I have three variables repeatedly measured over seven time-points, and I want to model their within and between-person structure using SEM MLM. So far the model is working perfect (see example code). Now, I want to test the robustness of these relationships by taking into account past influences of the same variable (i.e., I want to add an autoregressive term). How do I incorporate that in the model below? Thank you for your help.

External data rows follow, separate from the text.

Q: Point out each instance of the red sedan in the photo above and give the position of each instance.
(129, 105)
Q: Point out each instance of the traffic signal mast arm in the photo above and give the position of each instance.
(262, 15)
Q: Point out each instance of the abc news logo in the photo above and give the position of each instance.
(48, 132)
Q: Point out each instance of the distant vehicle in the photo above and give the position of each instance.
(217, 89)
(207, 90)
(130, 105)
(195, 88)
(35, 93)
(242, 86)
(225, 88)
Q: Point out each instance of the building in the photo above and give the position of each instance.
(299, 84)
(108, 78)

VARIABLE: NAMES ARE ID x1 x2 x3 x4 m1 m2 m3 m4 y1 y2 y3 y4;
USEVARIABLES ARE ID x1 x2 x3 x4 m1 m2 m3 m4 y1 y2 y3 y4;
MISSING ARE all (-99);
CLUSTER IS ID;
ANALYSIS: TYPE IS TWOLEVEL RANDOM;
Xw BY x1 x2 x3 x4 ; Mw BY m1 m2 m3 m4 ; Yw BY y1 y2 y3 y4l
Mw ON Xw; Yw ON Mw; Yw ON Xw;
Xb BY x1 x2 x3 x4 ; Mb BY m1 m2 m3 m4 ; Yb BY y1 y2 y3 y4l
Thank you Prof Bengt for the quick reply. I agree that formatting the data to wide format would allow me to test to autoregression. And, I have done so in the past using cross-lag panel analysis. However, with that representation, I lose the capability to model the within-person process. Are you suggesting that I cannot model the first order autoregressive effects using SEM MLM?
Okay, so I am attempting to model the relationship between affect, effort, and performance. All three measures are assessed seven time. In the within-person model, I want to examine the extent to which within-person changes in affect are related to within-person changes in effort and performance. At the between-level, I want to examine whether general affect is related with effort and performance.

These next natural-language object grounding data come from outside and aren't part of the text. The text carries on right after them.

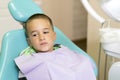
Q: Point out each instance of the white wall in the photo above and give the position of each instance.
(7, 23)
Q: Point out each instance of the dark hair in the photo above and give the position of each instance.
(37, 16)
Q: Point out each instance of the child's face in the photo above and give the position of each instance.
(41, 36)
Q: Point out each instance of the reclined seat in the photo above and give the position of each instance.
(14, 41)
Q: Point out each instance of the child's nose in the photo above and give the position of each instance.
(41, 37)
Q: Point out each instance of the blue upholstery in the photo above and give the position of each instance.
(15, 41)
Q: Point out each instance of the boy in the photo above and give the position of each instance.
(45, 61)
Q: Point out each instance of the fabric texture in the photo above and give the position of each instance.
(60, 64)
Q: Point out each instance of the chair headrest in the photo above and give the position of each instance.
(21, 10)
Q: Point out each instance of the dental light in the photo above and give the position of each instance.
(112, 9)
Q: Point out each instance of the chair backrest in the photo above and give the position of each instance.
(15, 41)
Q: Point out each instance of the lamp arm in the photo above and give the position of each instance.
(92, 11)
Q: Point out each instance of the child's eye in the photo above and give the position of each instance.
(46, 32)
(34, 34)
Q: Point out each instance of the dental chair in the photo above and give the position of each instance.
(14, 41)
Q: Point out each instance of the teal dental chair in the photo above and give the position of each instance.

At the within-level, I do find a significant relationships between all three variables, which is great. Now, I want to know whether those relationships hold once I take into account the effects of previous time point of the same variable (i.e., the effect of t-1). By taking into account the previous time-points of the same variable, any significant relationship I find can be interpreted as an incremental effect. I believe this is a more conservative test of the within-person relationships.

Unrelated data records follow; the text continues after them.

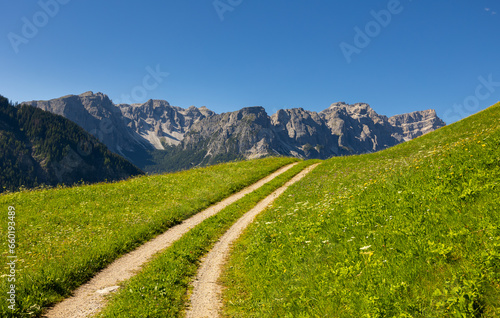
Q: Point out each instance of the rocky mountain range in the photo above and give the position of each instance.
(155, 131)
(38, 148)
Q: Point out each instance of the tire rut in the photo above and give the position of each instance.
(205, 300)
(89, 298)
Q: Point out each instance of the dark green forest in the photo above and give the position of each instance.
(38, 148)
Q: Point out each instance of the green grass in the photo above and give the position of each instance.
(65, 235)
(412, 231)
(160, 289)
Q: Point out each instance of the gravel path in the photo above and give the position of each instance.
(88, 299)
(206, 295)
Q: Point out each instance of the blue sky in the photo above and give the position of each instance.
(229, 54)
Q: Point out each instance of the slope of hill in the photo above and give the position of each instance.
(411, 231)
(64, 236)
(40, 148)
(159, 137)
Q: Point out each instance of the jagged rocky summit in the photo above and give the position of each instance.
(137, 129)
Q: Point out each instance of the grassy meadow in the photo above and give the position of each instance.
(412, 231)
(161, 288)
(65, 235)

Seems like a single-level model would work. So for each time point you have a path model for 3 variables: affect, effort, and performance. And you have 7 time points, so a single-level model would have 21 outcome variables. The sets of 3 variables are correlated across time, e.g by lagged effects. The "between variable" predicts the 3 variables (or some of them) the same or different ways over time.